LLVM: This dialect maps LLVM IR into MLIR by defining the corresponding operations and types. LLVM IR metadata is usually represented as MLIR attributes, which offer additional structure verification.
GPU: This dialect provides middle-level abstractions for launching GPU kernels following a programming model similar to that of CUDA or OpenCL.
Arith: The arith dialect is intended to hold basic integer and floating point mathematical operations. This includes unary, binary, and ternary arithmetic ops, bitwise and shift ops, cast ops, and compare ops. Operations in this dialect also accept vectors and tensors of integers or floats.
TOSA: TOSA was developed after parallel efforts to rationalize the top-down picture from multiple high-level frameworks, as well as a bottom-up view of different hardware target concerns (CPU, GPU and NPU), and reflects a set of choices that attempt to manage both sets of requirements.
Func: This dialect contains operations surrounding high order function abstractions, such as calls.
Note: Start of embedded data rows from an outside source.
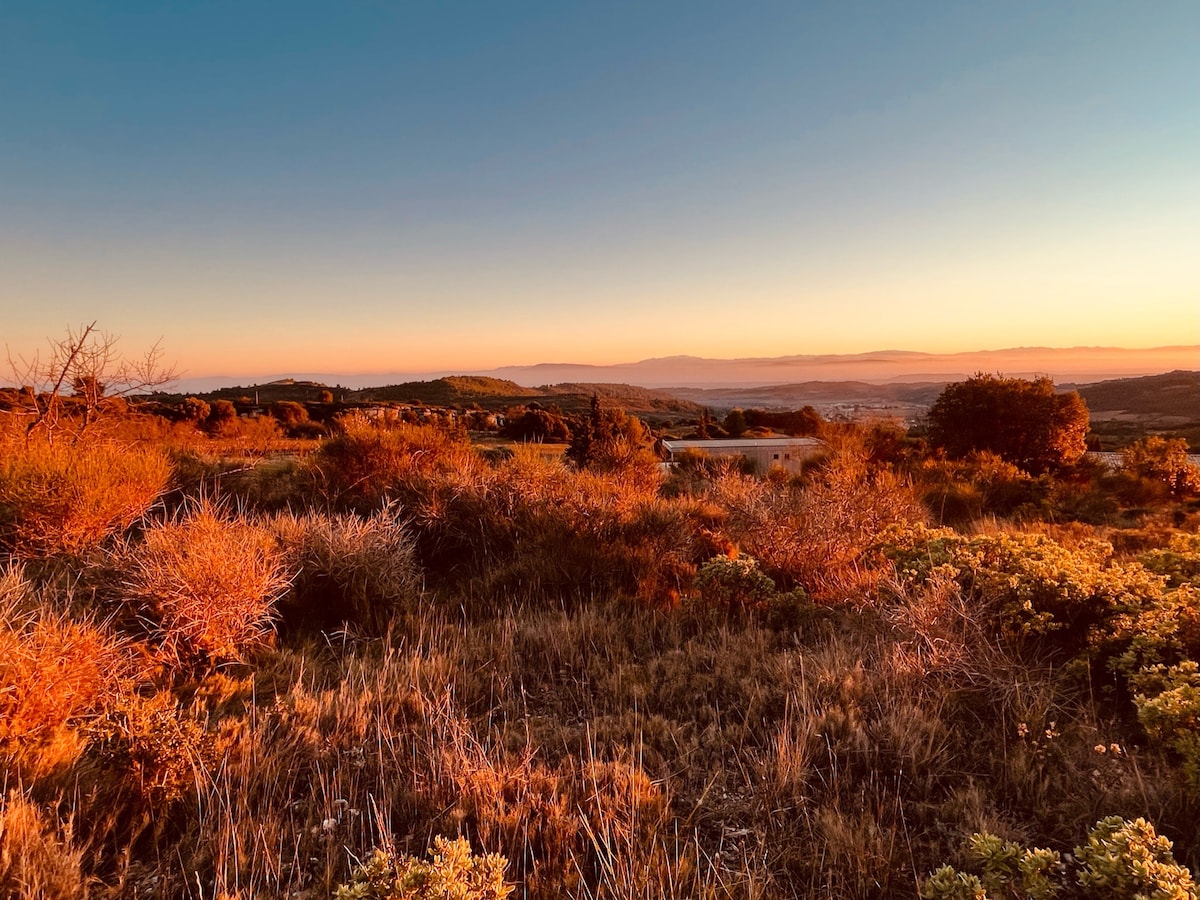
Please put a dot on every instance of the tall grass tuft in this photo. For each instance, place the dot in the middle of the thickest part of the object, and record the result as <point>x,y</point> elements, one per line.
<point>351,569</point>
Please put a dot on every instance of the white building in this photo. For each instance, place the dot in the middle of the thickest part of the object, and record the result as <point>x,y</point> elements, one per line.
<point>765,453</point>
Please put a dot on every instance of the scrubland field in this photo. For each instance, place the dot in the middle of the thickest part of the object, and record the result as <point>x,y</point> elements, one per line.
<point>226,673</point>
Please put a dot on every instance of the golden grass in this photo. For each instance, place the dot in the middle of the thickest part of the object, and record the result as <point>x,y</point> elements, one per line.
<point>210,581</point>
<point>492,651</point>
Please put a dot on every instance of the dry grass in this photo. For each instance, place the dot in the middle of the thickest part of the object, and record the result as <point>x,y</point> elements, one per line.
<point>55,672</point>
<point>513,670</point>
<point>36,859</point>
<point>61,498</point>
<point>210,581</point>
<point>351,569</point>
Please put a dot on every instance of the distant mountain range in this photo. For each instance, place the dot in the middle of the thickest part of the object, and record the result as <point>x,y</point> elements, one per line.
<point>1079,365</point>
<point>1174,394</point>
The structure of the MLIR IR is the following:

A module defines a compile unit, the module is made up of one or multiple operations. An operation is made up of one or multiple regions. A region is made up of one or multiple blocks. A block is made up of one or multiple operations.
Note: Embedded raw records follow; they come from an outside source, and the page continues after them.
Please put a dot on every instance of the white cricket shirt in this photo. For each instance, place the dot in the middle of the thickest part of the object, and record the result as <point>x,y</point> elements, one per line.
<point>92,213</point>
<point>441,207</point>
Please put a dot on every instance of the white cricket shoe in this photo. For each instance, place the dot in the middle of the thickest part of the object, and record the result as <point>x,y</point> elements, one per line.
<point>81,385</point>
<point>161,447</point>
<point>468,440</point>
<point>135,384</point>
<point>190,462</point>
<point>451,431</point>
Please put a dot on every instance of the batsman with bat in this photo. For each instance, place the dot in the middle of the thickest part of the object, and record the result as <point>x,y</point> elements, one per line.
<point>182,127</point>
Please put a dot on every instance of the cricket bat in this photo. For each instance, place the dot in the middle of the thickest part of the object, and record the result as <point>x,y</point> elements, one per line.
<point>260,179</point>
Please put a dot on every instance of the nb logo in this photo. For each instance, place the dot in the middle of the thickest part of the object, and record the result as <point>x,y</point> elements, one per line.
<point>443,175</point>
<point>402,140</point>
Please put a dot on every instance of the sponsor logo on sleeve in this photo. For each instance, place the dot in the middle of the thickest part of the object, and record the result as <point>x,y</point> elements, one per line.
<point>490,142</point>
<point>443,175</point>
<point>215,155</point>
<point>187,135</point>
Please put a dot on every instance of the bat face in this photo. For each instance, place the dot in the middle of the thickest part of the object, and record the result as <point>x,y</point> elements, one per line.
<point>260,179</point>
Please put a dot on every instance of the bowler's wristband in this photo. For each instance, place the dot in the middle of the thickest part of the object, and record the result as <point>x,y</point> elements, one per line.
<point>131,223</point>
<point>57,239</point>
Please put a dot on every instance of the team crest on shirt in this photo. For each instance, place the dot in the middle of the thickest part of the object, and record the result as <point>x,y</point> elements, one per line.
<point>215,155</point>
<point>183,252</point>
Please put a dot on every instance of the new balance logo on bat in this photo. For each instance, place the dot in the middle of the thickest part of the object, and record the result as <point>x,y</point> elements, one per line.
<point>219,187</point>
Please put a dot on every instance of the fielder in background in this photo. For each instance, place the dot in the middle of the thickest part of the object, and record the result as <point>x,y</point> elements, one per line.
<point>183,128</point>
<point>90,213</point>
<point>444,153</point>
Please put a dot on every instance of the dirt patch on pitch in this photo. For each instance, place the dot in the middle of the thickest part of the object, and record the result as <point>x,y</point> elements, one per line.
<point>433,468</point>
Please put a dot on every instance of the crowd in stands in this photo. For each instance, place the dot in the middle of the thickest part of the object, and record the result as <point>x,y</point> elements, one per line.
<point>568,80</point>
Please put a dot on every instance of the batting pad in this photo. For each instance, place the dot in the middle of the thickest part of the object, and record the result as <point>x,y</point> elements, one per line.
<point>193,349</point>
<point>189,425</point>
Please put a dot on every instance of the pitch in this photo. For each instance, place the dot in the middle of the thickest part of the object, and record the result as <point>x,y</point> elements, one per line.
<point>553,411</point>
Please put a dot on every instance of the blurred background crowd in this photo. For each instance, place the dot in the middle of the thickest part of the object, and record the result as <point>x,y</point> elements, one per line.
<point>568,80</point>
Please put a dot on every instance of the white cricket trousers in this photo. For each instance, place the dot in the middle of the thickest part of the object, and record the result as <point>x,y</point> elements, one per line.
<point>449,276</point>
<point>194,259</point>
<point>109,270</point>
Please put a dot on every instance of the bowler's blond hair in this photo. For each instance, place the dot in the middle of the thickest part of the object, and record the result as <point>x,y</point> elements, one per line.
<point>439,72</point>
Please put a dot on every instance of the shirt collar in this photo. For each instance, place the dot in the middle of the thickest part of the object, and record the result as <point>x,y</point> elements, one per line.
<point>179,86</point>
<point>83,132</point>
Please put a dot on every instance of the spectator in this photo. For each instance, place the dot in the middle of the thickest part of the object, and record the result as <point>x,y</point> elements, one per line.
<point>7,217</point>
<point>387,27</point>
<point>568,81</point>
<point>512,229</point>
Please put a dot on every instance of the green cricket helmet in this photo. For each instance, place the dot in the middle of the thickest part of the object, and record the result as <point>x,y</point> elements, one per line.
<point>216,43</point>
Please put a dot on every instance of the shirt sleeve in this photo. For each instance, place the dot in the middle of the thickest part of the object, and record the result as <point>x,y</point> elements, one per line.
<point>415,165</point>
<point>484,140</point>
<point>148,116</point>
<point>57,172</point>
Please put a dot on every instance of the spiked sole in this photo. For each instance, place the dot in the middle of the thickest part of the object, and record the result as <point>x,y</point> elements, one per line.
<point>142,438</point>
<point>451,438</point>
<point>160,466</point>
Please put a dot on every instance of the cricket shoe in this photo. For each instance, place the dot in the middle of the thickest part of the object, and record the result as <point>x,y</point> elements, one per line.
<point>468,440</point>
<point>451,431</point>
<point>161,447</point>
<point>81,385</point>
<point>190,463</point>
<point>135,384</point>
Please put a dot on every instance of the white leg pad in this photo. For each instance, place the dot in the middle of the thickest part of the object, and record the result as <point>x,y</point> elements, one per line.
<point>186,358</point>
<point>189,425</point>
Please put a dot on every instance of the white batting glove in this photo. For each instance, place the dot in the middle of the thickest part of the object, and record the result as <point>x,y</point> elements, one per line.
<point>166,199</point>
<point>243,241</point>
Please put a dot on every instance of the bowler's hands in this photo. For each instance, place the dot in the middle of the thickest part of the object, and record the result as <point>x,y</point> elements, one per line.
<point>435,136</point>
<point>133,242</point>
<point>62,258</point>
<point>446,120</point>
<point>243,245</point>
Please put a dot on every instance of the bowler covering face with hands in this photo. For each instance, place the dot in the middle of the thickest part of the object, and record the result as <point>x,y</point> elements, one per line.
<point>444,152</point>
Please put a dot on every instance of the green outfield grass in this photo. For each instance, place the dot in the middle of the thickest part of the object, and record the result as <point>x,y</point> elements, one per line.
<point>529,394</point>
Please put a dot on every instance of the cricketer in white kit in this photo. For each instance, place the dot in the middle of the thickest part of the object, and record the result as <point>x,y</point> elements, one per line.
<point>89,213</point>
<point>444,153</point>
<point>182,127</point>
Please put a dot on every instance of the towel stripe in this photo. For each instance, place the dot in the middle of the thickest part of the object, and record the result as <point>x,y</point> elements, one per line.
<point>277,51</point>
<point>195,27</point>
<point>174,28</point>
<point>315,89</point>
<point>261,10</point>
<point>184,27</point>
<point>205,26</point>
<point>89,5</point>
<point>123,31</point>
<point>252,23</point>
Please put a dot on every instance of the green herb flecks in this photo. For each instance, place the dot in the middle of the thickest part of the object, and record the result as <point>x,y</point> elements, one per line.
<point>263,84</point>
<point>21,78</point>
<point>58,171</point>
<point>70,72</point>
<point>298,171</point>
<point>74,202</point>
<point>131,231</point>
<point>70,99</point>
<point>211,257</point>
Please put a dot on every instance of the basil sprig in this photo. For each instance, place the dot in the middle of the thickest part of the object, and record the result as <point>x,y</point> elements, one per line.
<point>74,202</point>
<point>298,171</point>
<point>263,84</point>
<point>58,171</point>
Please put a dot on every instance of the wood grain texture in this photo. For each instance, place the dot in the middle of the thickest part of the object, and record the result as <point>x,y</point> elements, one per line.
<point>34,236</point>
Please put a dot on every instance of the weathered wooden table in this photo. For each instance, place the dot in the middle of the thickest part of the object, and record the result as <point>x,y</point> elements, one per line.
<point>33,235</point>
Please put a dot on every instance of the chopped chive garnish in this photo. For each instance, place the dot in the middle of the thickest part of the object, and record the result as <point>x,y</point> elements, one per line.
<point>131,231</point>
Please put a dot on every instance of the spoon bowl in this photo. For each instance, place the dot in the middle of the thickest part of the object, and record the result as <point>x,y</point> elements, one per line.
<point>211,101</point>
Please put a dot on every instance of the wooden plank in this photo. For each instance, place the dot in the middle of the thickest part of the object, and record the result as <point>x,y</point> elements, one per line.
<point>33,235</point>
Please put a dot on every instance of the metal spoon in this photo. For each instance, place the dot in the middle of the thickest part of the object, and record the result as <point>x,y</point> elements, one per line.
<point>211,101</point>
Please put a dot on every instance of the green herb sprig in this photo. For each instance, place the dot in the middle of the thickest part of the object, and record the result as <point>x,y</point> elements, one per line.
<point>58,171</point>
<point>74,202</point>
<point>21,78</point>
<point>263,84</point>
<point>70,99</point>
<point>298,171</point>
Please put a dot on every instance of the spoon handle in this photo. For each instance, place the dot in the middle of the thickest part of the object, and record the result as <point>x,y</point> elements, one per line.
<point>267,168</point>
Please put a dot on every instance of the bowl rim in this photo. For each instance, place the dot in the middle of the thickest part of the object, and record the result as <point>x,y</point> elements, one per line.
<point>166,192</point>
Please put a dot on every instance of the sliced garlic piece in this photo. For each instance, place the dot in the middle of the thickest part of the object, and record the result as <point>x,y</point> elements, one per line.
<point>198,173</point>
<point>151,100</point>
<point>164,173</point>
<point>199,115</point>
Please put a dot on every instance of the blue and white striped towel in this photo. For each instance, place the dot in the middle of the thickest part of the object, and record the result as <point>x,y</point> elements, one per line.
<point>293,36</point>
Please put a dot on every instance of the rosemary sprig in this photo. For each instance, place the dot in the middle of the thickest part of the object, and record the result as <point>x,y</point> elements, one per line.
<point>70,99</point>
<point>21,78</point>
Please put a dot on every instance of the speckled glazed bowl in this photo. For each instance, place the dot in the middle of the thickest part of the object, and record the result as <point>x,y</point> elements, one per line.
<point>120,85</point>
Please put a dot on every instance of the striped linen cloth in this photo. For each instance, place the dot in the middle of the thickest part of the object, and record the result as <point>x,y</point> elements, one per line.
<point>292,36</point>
With this recursive structure, it can define the logic of all the IRs.

Example MLIR code, using multiple dialects:

module {
  func.func @foo() {
    %c0 = arith.constant 0 : index
    %0 = scf.while (%arg0 = %c0) : (index) -> f64 {
      %false = arith.constant false
      %cst = arith.constant 4.200000e+01 : f64
      scf.condition(%false) %cst : f64
    } do {
    ^bb0(%arg0: f64):
      %c42 = arith.constant 42 : index
      scf.yield %c42 : index
    }
    return
  }
}

In MLIR, blocks can have arguments, this is the MLIR solution to PHI nodes. If a target block uses a variable for multiple independent branches, add it as an argument and the jumps from the predecessors must pass it in the respective jump operation.

You can see in the code that there is a while loop. This is thanks to the SCF dialect, which provides high level control flow operations. If your target is LLVM, this dialect is then converted into blocks and LLVM dialect jumps.

In our case, we want to have a compiled program, so LLVM IR will be our target, this means we have to add passes to convert the multiple dialects we use into the LLVM dialect, and then convert the MLIR to LLVM IR and compile it. This is done either programatically or with mlir-opt and mlir-translate.